FIFA has barred reusable water bottles from World Cup stadiums, a sharp policy reversal that lands as heat concerns intensify across next summer’s tournament in the United States, Mexico and Canada. The change closes off a practical tool many fans use to manage long match days, and it shifts the burden of hydration onto stadium vendors and venue-operated mitigation measures.
The updated Stadium Code of Conduct, effective Tuesday, removes a previous allowance for empty, transparent reusable plastic bottles of up to one liter. FIFA said the ban is meant to prevent risk and injury to players and attendees, and that bottles, cups, jars and cans are prohibited because they can be thrown and cause harm. The rule now applies across all tournament stadiums, after outside bottles were already barred at several venues for safety reasons.
That safety rationale collides with a very different concern: heat. The 2026 World Cup runs from June 11 to July 19 and will stretch across 104 matches, far more than the 64 played in previous World Cups. NPR reported that more than one-third of those matches face high risk of dangerously hot, humid conditions. In a tournament spread across 16 host cities, that is not a fringe problem. It is a core operational issue.
The concern is sharpened by recent North American precedent. At the 2024 Copa América in Kansas City, assistant referee Humberto Panjoj collapsed during a match in hot, humid conditions at Children’s Mercy Park.

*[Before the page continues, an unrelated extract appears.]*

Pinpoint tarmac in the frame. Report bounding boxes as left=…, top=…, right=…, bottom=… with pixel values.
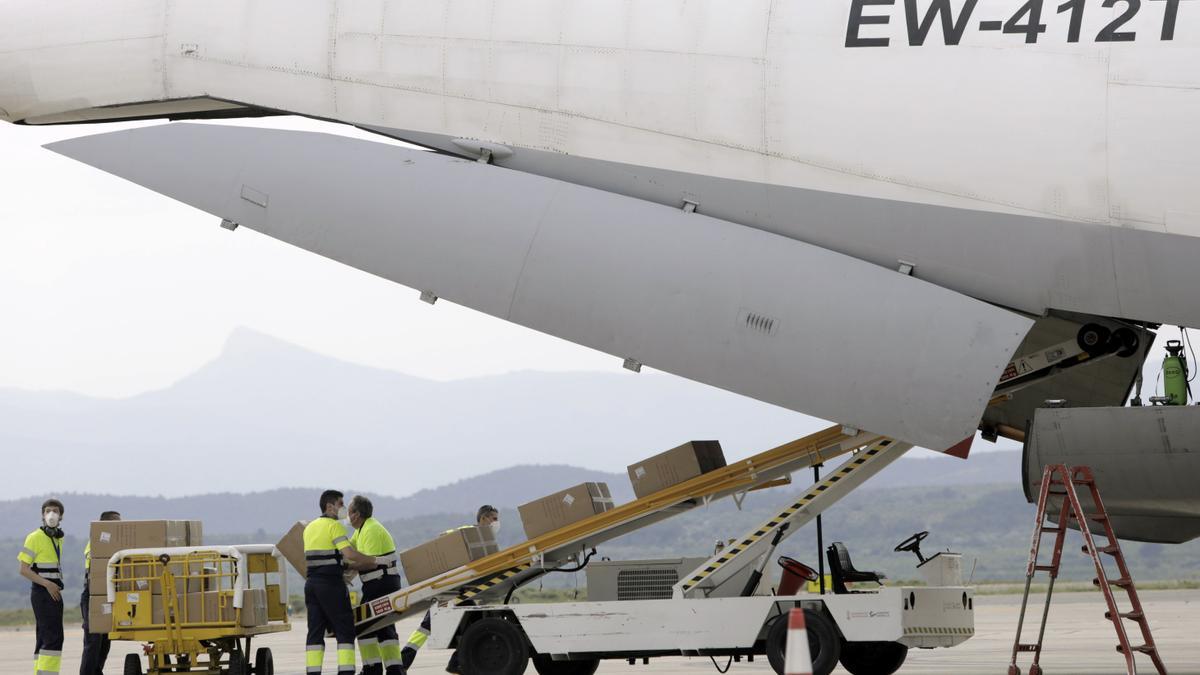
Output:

That episode remains a warning sign for organizers managing a World Cup that will place fans, players and staff in summer conditions for more than a month.
FIFA says it will provide heat-mitigation measures around stadiums, including misting stations, fans, hydration stations and cooling tents. It also said water bottle pricing inside the stadium footprint will remain consistent with other events at each venue. But NBC News reported that the rule change could mean fans will not be able to refill bottles at fountains or dispensers once they are inside, leaving on-site purchases as the only option if they need a drink.
Supporters have already pushed back. The Free Lions, an England fan group, criticized the reversal as a “money-grab” and raised concerns about whether fans will be pushed toward more purchases inside the stadium. The episode exposes a familiar governance tension in global sport: when security policy, commercial controls and public health collide, fans are often left to absorb the cost.